2026

Philippe Mills, Directeur général de Sfil, signe une tribune dans Les Echos

La France a historiquement fait les bons choix stratégiques en matière énergétique et militaire. Mais son handicap budgétaire la gêne pour se projeter dans l’avenir. Le financement public de long terme peut y contribuer, mais ne se passera pas d’un redressement financier du pays, estime Philippe Mills, directeur général de Sfil.

Rarement une époque n’aura autant donné raison aux choix stratégiques de la France d’après-guerre. Nucléaire civil, outil de défense autonome et complet, politique industrielle : les trois piliers du modèle de développement français redeviennent d’actualité pour le monde occidental, et même bien au-delà. Cet alignement des planètes tombe néanmoins au plus mal : notre dette publique, à 117,4 % du PIB, et notre déficit budgétaire record au sein de la zone Euro nous privent des moyens de nos ambitions, précisément au moment où nos choix historiques deviennent un véritable actif stratégique.

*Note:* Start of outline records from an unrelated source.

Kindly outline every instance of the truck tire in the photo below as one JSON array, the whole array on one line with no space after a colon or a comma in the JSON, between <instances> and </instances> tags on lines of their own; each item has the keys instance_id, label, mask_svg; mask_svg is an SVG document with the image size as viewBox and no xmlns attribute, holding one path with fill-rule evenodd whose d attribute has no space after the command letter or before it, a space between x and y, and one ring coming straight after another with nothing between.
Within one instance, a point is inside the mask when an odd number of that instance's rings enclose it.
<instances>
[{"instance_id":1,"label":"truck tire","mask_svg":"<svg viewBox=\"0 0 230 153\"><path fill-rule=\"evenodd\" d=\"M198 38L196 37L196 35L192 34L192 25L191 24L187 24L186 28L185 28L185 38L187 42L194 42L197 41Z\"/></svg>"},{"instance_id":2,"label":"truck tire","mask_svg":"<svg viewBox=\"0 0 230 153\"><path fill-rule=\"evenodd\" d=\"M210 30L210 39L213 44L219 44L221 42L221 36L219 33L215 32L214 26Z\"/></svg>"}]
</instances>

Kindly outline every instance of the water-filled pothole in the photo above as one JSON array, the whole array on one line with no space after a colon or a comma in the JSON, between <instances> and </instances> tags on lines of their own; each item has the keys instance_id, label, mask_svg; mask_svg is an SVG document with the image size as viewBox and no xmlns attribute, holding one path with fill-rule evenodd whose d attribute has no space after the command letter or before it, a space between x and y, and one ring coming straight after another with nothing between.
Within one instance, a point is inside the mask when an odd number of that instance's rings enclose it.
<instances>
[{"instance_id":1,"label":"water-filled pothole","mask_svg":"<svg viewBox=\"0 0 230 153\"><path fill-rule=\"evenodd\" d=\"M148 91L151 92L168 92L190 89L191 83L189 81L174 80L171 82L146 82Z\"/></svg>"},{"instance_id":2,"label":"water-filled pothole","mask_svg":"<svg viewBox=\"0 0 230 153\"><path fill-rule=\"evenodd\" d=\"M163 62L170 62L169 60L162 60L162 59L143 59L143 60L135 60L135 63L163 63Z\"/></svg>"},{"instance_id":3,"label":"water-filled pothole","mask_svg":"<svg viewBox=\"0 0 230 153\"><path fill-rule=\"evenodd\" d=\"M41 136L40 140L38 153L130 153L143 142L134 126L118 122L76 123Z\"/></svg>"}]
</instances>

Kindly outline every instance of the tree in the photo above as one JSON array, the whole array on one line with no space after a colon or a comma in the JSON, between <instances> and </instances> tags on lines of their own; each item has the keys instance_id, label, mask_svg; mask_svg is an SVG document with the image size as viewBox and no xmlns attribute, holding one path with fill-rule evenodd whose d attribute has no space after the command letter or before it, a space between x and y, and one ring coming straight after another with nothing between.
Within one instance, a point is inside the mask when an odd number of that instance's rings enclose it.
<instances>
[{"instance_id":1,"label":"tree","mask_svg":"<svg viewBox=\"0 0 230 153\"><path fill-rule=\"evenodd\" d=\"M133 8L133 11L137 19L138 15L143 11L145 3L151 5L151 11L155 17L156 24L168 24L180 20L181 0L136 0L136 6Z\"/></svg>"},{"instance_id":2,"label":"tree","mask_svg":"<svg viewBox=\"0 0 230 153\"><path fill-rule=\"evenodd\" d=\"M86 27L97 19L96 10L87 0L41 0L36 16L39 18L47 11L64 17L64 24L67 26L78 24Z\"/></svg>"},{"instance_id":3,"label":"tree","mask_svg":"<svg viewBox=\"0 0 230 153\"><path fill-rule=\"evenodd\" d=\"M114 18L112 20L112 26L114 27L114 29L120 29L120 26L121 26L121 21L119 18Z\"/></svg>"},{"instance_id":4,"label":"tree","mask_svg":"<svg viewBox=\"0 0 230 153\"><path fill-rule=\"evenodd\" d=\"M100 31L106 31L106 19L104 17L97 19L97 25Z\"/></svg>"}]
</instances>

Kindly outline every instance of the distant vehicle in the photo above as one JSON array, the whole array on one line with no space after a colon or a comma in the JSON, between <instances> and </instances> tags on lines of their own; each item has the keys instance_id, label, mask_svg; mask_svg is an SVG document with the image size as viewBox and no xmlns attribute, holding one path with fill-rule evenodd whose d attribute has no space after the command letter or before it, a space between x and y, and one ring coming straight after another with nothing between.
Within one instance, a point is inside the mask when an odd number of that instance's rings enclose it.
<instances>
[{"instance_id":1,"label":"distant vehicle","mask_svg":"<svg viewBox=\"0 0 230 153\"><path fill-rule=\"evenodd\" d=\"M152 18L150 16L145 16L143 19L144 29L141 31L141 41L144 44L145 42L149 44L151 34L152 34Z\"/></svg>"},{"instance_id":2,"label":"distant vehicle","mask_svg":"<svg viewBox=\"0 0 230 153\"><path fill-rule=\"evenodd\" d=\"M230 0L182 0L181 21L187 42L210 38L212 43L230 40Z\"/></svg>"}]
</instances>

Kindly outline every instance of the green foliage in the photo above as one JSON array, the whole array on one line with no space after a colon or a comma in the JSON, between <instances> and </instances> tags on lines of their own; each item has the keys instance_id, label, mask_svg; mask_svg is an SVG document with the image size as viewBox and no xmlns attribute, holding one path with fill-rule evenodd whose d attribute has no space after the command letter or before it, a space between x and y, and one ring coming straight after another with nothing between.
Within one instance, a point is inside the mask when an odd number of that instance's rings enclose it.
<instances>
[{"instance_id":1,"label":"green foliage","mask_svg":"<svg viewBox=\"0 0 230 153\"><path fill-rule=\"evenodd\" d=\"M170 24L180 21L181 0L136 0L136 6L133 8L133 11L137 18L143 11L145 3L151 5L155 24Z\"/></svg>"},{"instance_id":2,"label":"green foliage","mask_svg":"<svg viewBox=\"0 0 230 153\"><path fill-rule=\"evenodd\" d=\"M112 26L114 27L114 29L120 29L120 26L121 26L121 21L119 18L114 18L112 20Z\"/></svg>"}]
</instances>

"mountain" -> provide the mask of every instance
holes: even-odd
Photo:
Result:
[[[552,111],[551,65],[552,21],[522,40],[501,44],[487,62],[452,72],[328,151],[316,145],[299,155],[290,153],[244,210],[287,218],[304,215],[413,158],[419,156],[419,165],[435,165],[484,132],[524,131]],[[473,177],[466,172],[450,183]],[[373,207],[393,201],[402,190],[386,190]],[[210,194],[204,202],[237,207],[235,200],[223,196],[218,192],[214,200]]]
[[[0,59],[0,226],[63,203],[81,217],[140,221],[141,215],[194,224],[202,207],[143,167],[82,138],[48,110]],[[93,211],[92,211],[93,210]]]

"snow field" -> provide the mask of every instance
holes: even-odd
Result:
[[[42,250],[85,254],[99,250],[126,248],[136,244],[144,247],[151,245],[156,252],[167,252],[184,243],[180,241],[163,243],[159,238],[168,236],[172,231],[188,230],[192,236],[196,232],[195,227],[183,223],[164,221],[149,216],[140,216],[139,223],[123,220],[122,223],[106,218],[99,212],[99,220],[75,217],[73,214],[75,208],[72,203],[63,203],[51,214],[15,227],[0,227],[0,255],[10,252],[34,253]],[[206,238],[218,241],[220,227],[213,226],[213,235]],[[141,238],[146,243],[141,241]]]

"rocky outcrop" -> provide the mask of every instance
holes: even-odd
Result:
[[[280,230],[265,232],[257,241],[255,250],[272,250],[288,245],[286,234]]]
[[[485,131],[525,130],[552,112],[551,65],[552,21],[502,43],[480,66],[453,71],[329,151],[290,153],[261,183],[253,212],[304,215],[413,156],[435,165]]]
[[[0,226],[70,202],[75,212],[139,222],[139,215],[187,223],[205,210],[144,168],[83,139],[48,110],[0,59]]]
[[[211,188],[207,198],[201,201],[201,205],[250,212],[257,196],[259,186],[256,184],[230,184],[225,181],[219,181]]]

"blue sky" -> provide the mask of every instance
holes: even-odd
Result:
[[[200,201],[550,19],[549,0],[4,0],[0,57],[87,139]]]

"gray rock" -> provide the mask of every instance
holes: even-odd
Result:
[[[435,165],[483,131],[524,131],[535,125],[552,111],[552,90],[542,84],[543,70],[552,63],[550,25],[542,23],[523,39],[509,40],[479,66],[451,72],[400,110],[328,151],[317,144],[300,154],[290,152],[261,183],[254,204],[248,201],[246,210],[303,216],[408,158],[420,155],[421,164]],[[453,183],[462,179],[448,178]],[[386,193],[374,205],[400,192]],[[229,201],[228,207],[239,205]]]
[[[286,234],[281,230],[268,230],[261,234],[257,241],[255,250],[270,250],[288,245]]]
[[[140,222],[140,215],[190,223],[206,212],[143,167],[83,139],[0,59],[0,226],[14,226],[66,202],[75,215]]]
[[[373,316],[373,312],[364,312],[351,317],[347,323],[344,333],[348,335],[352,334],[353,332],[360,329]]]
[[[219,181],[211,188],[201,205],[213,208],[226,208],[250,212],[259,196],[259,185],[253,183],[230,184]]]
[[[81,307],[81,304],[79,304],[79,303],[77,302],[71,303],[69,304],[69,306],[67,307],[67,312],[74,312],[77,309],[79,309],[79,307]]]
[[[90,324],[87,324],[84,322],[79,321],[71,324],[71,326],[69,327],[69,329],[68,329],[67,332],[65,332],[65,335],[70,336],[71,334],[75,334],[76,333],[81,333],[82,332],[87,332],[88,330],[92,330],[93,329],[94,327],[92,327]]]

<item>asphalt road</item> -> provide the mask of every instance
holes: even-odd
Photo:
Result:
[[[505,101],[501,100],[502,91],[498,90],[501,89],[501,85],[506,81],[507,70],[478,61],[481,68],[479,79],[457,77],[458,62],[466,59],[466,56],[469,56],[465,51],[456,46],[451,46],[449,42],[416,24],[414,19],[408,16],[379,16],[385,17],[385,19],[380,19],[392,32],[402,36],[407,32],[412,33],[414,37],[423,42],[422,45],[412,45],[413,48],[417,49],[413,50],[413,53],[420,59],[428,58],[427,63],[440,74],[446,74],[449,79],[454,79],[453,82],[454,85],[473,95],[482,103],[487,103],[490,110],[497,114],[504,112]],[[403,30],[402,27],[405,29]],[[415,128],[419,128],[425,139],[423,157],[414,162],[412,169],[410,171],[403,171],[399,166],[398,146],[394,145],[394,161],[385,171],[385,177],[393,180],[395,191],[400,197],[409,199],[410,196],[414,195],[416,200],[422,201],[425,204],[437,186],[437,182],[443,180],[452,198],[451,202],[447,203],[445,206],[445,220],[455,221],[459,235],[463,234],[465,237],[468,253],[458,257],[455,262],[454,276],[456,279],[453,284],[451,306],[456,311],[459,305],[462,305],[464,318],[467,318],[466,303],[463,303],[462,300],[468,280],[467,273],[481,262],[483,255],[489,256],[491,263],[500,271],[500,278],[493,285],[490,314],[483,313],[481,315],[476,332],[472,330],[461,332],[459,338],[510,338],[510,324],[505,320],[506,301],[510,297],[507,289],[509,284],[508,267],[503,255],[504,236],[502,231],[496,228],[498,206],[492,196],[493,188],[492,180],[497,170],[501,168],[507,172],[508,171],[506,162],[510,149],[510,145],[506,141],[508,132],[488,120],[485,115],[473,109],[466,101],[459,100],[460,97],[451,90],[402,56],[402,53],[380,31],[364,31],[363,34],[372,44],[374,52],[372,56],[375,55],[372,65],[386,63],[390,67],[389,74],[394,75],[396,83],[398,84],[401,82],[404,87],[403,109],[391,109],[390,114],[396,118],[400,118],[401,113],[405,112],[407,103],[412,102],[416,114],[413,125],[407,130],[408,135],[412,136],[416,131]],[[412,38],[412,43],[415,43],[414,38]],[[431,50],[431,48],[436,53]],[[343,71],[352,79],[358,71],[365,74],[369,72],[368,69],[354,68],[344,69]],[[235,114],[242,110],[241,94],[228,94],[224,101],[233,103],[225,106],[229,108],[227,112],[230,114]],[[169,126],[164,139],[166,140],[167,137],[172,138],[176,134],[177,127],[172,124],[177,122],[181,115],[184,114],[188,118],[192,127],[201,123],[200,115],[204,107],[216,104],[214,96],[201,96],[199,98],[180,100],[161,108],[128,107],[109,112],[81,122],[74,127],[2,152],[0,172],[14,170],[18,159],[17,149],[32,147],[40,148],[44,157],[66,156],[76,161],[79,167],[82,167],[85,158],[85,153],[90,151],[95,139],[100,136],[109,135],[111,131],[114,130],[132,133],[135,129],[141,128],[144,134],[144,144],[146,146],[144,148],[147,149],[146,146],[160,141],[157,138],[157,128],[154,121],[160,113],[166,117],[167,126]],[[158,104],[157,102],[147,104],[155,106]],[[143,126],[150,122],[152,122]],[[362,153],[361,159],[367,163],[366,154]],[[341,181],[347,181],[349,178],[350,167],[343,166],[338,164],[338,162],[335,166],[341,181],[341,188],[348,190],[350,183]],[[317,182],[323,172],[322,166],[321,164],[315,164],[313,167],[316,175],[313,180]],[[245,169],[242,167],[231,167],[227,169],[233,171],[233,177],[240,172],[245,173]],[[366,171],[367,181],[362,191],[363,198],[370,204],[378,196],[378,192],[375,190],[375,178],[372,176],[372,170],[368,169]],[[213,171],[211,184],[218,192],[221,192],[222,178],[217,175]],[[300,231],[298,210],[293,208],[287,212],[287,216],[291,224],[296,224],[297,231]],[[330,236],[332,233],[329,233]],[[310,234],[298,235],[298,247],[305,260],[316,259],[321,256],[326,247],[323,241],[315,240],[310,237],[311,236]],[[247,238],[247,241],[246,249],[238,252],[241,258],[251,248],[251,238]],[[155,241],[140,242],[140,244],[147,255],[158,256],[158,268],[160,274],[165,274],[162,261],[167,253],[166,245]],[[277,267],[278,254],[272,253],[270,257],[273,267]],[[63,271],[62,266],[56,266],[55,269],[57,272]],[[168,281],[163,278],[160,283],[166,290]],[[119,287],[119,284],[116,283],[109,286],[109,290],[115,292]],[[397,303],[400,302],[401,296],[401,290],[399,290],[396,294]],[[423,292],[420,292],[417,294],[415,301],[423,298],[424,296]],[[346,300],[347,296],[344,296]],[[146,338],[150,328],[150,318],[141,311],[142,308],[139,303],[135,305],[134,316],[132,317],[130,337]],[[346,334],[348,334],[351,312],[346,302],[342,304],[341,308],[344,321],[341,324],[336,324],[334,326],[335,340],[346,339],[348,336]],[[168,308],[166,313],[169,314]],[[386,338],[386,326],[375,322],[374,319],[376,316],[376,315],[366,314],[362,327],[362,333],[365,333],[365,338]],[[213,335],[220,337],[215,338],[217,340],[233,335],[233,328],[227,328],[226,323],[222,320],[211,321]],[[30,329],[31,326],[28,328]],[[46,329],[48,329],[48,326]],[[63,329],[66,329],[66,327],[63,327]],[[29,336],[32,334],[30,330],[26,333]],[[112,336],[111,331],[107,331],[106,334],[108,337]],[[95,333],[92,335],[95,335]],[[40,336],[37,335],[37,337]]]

Le retour en force du nucléaire civil illustre ce paradoxe. Alors que la France construisait 58 réacteurs entre 1974 et 1999, l’Europe tablait sur le gaz russe. Résultat : l’Allemagne a lancé un plan de 200 milliards d’euros pour sécuriser son approvisionnement énergétique quand la France dispose d’un parc nucléaire produisant près de 90 % de son électricité. La COP 28 a consacré cette logique puisque une vingtaine de pays se sont engagés à tripler leur capacité nucléaire d’ici 2050.

Autonomie stratégique

L’autonomie stratégique structure également les débats européens sous la pression des évolutions géopolitiques des dernières années. L’Allemagne a ainsi prévu d’augmenter ses dépenses de défense à 3,5 % du PIB d’ici 2029 et la Pologne vise à devenir la première armée terrestre d’Europe. Cette réorientation massive des dépenses budgétaires dans nombre de pays valide rétrospectivement nos investissements militaires, notamment dans la dissuasion nucléaire, des années 1960 à aujourd’hui.

La politique industrielle, longtemps marginalisée au profit des seuls mécanismes de marché, connaît aujourd’hui une réhabilitation rappelant l’ambiance intellectuelle des Trente Glorieuses. Ce retour en force de l’interventionnisme industriel traduit en particulier une prise de conscience des pays européens : les réussites industrielles telles qu’Airbus, Arianespace ou le système de navigation Galileo ne naissent pas spontanément mais résultent de choix politiques assumés et partagés sur plusieurs décennies.

Cependant, une question cruciale se pose : comment investir dans notre avenir industriel, technologique et énergétique dans un contexte de contrainte budgétaire ? La réponse passe notamment par le financement public de long terme. Les institutions publiques françaises refinancent les grands contrats export qui portent notre industrie de défense et nos infrastructures à l’international. Elles financent également la transition écologique des territoires sur des maturités inaccessibles au secteur privé. Cette capacité de projection financière constitue un outil de souveraineté essentiel pour continuer à développer nos capacités industrielles.

Le moment actuel que nous vivons est ainsi on ne peut plus gaullien. Il rappelle en effet aux Etats une vérité fondamentale : qu’ils n’ont pas d’amis, mais des intérêts à défendre, que la puissance possède toujours un soubassement militaire incontestable, et qu’il est imprudent de s’en remettre uniquement au seul mécanisme de marché.

Le moment actuel que nous vivons est ainsi on ne peut plus gaullien. Il rappelle en effet aux Etats une vérité fondamentale : qu’ils n’ont pas d’amis, mais des intérêts à défendre, que la puissance possède toujours un soubassement militaire incontestable, et qu’il est imprudent de s’en remettre uniquement au seul mécanisme de marché ou au commerce mondial pour accéder à des ressources stratégiques.

Intellectuellement, la France est ainsi le pays occidental le plus adapté à ce monde. Hélas, l’ironie de l’histoire est cruelle : la France a « raison » sur le plan stratégique au moment où ses marges budgétaires se réduisent. La lourdeur de notre handicap budgétaire ne doit toutefois pas masquer nos atouts structurels : une expertise nucléaire de 50 ans, une industrie de défense complète, des fleurons technologiques, et aussi des institutions de financement capables de projeter l’investissement sur le temps long, et ainsi de nourrir notre avantage historique. Si nous parvenons à redresser notre trajectoire de finances publiques et à retrouver une forme de stabilité politique, alors nos atouts nous donneront les moyens de prospérer dans le nouvel ordre du monde.